Jorge Sampaoli connaît Juan Manuel Lillo sur recommandation de Guardiola. « Jorge est très attaché au jeu de position », avertit Lillo qui a apprécié le rendement de la Roja lors de la Copa América. « Les meilleures équipes du tournoi ont été le Chili et le Pérou », pense aussi l’entraîneur espagnol. A l’issue de la Copa América 2015, le quotidien chilien El Mercurio s’est entretenu dans l’édition du 9 juillet dernier avec Juan Manuel Lillo, un amoureux du jeu davantage connu pour être le mentor, le confident et l’ami de Pep Guardiola que pour ses qualités de technicien (capture originale de l’interview ci-dessous).

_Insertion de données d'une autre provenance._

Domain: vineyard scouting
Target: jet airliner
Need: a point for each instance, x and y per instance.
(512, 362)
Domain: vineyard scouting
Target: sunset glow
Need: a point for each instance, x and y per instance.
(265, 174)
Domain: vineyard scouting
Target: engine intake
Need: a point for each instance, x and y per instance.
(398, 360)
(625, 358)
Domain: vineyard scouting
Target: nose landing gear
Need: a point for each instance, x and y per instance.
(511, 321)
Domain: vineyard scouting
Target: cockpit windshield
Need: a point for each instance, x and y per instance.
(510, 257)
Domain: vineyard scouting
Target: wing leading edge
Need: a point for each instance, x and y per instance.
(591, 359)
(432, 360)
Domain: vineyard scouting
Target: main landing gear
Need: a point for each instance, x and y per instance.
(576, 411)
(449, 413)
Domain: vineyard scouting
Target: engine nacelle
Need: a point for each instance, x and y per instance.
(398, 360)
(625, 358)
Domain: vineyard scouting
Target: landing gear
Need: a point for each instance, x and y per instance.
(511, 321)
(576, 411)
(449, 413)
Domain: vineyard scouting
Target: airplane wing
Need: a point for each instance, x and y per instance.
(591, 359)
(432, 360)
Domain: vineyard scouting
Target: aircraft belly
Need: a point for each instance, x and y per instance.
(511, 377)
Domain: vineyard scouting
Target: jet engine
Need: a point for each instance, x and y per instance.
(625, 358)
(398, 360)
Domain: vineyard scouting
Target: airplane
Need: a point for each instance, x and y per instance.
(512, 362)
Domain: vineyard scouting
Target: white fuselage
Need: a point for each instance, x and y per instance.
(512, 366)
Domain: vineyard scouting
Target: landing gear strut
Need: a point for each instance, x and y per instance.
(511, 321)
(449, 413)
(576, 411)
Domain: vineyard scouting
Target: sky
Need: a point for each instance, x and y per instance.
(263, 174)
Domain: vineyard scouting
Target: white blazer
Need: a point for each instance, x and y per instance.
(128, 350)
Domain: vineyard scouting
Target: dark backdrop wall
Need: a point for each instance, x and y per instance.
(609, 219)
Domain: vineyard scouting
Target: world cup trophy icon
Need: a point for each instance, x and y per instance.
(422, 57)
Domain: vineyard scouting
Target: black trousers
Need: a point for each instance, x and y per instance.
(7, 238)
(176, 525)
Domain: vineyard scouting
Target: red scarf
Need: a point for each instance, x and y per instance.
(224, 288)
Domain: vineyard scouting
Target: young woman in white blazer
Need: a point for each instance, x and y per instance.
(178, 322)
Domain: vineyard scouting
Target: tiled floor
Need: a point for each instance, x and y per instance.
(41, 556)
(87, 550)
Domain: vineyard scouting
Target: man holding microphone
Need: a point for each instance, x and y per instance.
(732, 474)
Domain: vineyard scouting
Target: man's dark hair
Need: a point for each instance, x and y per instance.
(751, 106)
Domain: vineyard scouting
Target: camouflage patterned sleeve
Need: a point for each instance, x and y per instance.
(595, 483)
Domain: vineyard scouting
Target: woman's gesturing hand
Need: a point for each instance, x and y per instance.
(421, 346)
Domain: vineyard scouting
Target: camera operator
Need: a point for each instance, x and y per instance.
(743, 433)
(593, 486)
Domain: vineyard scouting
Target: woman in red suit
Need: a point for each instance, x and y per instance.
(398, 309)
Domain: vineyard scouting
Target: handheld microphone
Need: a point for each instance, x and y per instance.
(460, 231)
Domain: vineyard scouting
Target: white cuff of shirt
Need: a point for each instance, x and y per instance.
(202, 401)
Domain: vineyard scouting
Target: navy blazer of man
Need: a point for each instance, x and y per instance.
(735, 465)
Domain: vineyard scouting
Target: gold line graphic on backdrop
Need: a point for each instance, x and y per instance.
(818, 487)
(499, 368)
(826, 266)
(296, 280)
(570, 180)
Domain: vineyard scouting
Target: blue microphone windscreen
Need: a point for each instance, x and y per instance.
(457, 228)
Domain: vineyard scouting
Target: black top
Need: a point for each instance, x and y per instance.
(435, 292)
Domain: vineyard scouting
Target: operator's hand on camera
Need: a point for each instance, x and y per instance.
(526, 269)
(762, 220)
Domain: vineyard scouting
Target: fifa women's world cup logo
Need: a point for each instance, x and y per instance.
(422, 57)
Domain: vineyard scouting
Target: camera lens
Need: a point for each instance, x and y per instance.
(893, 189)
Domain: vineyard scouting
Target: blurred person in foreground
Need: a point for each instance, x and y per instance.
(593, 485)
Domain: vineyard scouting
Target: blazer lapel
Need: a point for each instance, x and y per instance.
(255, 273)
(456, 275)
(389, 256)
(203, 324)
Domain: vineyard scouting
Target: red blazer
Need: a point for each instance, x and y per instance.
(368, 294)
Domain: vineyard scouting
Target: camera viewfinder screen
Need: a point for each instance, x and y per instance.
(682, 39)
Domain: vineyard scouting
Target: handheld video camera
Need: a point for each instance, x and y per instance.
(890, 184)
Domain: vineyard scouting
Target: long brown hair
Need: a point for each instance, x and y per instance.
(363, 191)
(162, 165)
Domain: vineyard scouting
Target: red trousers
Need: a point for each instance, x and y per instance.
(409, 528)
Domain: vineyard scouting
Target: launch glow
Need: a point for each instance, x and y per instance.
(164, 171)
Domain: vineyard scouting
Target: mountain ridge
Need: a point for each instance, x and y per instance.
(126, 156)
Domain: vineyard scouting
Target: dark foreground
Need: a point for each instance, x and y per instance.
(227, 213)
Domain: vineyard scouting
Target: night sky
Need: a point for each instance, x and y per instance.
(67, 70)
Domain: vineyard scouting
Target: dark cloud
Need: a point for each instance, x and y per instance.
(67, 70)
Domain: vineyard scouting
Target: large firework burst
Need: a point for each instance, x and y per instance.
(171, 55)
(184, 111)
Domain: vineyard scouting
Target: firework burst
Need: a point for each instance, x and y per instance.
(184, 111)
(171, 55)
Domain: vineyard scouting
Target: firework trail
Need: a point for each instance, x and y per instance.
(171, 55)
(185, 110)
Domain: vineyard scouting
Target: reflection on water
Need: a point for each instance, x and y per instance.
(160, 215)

Ainsi, ‘Juanma’ livre ses impressions sur le Chili et fait part des liens qu’il entretient avec le sélectionneur chilien.

« Je parle beaucoup avec Juan Manuel Lillo. Je pense que c’est un génie au niveau conceptuel. Chaque conversation avec ‘Juanma’ te pousse à la réflexion à propos de ce jeu. C’est un plaisir de l’écouter, et on apprend » a confessé Jorge Sampaoli au quotidien Marca, quelques heures après avoir remporté la Copa América. Ce à quoi, Lillo, à Madrid, où il réside, lui a répondu. « Je le remercie. Quand Jorge est allé à Munich, j’ai appris que Pep lui avait parlé de moi et qu’il avait ensuite souhaité que nous nous rencontrions en Espagne, mais à l’époque je collaborais avec le Deportivo Saprissa (en tant que conseiller du club, ndlr), au Costa Rica. C’est à partir de là que nous avons commencé à échanger sur le football, une alchimie est née et nous nous entraidons depuis. Je ne le connais pas personnellement, mais nous partageons une fraternité par notre approche du jeu. »

CHILI CHAMPION ! 44

– De quoi avez-vous parlé ?

JM.L : « Nous avons eu des discussions sur les méthodes d’entraînements, notre expérience, sur quelques joueurs, mais je ne me permettrais pas de donner des conseils à quiconque », précise l’ancien coach de la Real Sociedad et des Millonarios de Bogota. « Il m’a appelé et c’est ainsi qu’à pris forme notre amitié. Sampaoli est très attaché à proposer du jeu de position, principe qui permet à ton équipe d’être dominante dans toutes les situations de jeu. Il est dans cette ligne. »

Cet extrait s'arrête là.